Les enjeux de la Collectivité Territoriale d'Alsace (anciennement Conseil Unique d'Alsace) : des éléments pour débattre. Institutions d'avenir ou illusion collective ? --- Analyses proposées par Mathieu Lavarenne, président du Cercle Républicain 68 Edouard Boeglin et conseiller municipal (indépendant) dans un petit village alsacien. Plus de 22 000 visiteurs uniques en quelques semaines. Blog qui a "fait se dresser les cheveux sur la tête" de Philippe Richert, référencé par France Info.
1 Novembre 2014
Conseil d'Alsace - Réforme territoriale
Les alchimistes du « oui »
Alors que le Sénat vient de voter en faveur d'une Alsace seule, les 29 et 30 octobre dernier, et avant que le sujet ne se retrouve, autour du 18 novembre, sur la table de l'Assemblée (qui aura le dernier mot), le Conseil d'Alsace a fait son retour dans les débats. Et l'on reste bouche bée devant la grossière tentative des élus pour transformer le plomb en or : après avoir voulu faire passer une complexification pour de la simplification, lors du pseudo débat de 2013, voilà maintenant qu'on voudrait nous faire avaler que l'échec du référendum du 7 avril serait en fait une victoire, une victoire volée, avec un soi-disant "vote majoritaire des Alsaciens" ! Le département est présumé-supprimé, alors même que c'était l'objet de la question posée...

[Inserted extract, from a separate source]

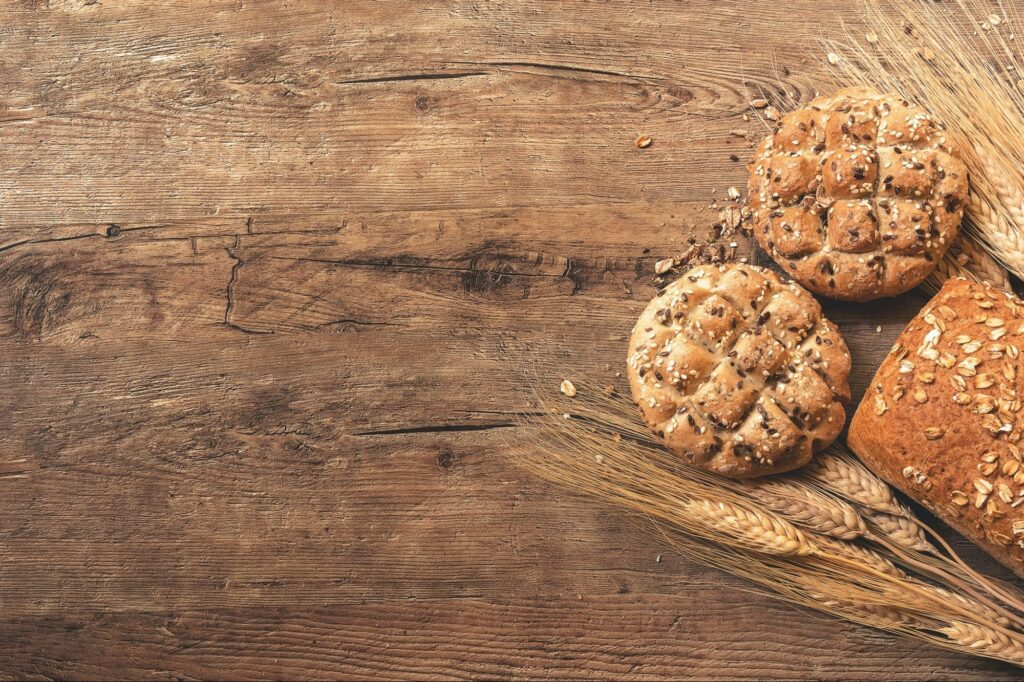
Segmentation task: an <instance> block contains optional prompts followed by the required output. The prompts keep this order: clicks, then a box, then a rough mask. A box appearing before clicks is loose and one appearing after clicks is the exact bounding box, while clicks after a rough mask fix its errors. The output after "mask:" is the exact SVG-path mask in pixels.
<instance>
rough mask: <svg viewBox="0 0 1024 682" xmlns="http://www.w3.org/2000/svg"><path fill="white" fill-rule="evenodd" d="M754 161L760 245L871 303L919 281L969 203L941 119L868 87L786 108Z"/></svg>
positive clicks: (827, 296)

Pour être adopté en 2013, le projet de Collectivité Territoriale d'Alsace (ce Conseil « unique » d'Alsace qui était en réalité une complexification) devait réunir trois conditions : la majorité des suffrages, avec un minimum de 25 % des inscrits pour le oui (des conditions toutefois moins dures que pour un référendum local « classique » qui doit franchir coûte que coûte les 50 % de participation). Le projet devait aussi obtenir l'aval de chacune des collectivités séparément, une fusion forcée n'étant pas encore au programme.
Péché d'orgueil
Beaucoup s'imaginaient alors, dans les sphères dirigeantes, que ce qui avait raté en Corse et dans l'Outre-mer depuis 2003, ne serait qu'une formalité en Alsace. Un sentiment renforcé par le sondage CSA du 7 mars 2013 qui donnait le oui vainqueur à 71 % dans le Haut-Rhin et à 78 % dans le Bas-Rhin. Tous les voyants étaient au vert pour les promoteurs du projet, notamment les élus régionaux et départementaux qui avaient voté en sa faveur à près de 90 % lors des deux Congrès préparatoires. Péché d'orgueil, sans doute.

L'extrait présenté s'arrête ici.